Strategies for making high performance thread safe code

Author: Kasper B. Graversen
[Introduction] [All categories] [All articles] [Edit article ]
.Net lock Threads Multi threaded programming Semaphore Interlocked

We explain three strategies for making thread safe code extremely fast. The strategies are called "Compare-and-exchange", "copy local scope" and "reducing the lock scope". The strategies are easy to apply in practice.

Please show your support by sharing and voting:

Table of Content

1. Introduction
2. Revisiting the example problem
3. Strategy 1: Compare-and-exchange
4. Strategy 2: Copy local scope
5. Strategy 3: Reducing the lock scope
6. Performance measurements
7. Conclusions

1. Introduction

This is part 2 of a two-part series. In part 1 we looked at the overhead of the lock construct, which we found to be an overhead in the range of 3x slower execution speed. It was interesting to see that the speed of lock itself was comparable to a busy-waiting spin-lock. That's pretty cool! It means that we need not worry about the lock overhead. It is important, however, to recall Amdahl's law - which says that while lock is fast, threads waiting for a lock may incur serious impact on the general performance. This is explained with graphs and measurements in great numbers in It is the contention that is expensive, not the cost of the lock.

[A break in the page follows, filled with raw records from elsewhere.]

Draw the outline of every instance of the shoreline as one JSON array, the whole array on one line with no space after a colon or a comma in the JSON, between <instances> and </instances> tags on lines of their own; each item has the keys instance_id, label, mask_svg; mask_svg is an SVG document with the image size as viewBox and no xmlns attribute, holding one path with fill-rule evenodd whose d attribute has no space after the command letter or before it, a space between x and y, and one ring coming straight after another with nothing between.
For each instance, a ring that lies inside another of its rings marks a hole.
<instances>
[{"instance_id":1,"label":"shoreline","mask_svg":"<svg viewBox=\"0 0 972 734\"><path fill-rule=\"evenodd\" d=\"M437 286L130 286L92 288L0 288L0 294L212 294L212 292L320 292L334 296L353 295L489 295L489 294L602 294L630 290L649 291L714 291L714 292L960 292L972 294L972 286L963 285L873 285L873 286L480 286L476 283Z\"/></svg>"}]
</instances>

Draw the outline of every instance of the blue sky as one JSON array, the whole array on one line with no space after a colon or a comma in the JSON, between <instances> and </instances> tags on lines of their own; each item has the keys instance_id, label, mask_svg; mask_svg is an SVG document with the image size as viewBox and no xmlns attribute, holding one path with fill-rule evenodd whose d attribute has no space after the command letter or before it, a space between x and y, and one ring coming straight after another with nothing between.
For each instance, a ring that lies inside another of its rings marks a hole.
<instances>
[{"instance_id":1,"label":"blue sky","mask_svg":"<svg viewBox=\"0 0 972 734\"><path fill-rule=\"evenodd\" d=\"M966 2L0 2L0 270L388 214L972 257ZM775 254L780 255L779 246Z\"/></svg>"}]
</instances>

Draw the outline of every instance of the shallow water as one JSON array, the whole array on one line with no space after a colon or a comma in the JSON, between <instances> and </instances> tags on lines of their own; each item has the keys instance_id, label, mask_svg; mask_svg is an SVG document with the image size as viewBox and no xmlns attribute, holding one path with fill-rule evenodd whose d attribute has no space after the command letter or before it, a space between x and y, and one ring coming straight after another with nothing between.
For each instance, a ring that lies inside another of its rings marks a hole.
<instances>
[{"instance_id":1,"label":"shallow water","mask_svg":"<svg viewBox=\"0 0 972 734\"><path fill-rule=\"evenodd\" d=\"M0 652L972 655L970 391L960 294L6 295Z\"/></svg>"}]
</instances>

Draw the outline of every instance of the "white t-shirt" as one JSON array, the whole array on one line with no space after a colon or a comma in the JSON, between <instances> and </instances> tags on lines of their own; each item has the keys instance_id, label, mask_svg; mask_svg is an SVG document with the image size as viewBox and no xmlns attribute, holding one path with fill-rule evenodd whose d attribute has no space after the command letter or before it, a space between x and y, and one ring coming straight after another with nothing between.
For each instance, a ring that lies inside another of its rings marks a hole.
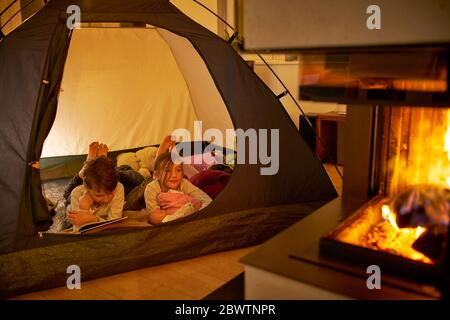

In this installment, we will look at two strategies for reducing the overhead of thread safety. The main take-away - we will get very close to the speed of the thread-unsafe code. The strategies are

* Compare-and-exchange
* Copy-local-scope
* Reducing the lock-scope

2. Revisiting the example problem

The running example from part 1 was a Sequence class that emits a sequence of numbers, where it is guaranteed that the sequence does not contain duplicates and that there are no holes.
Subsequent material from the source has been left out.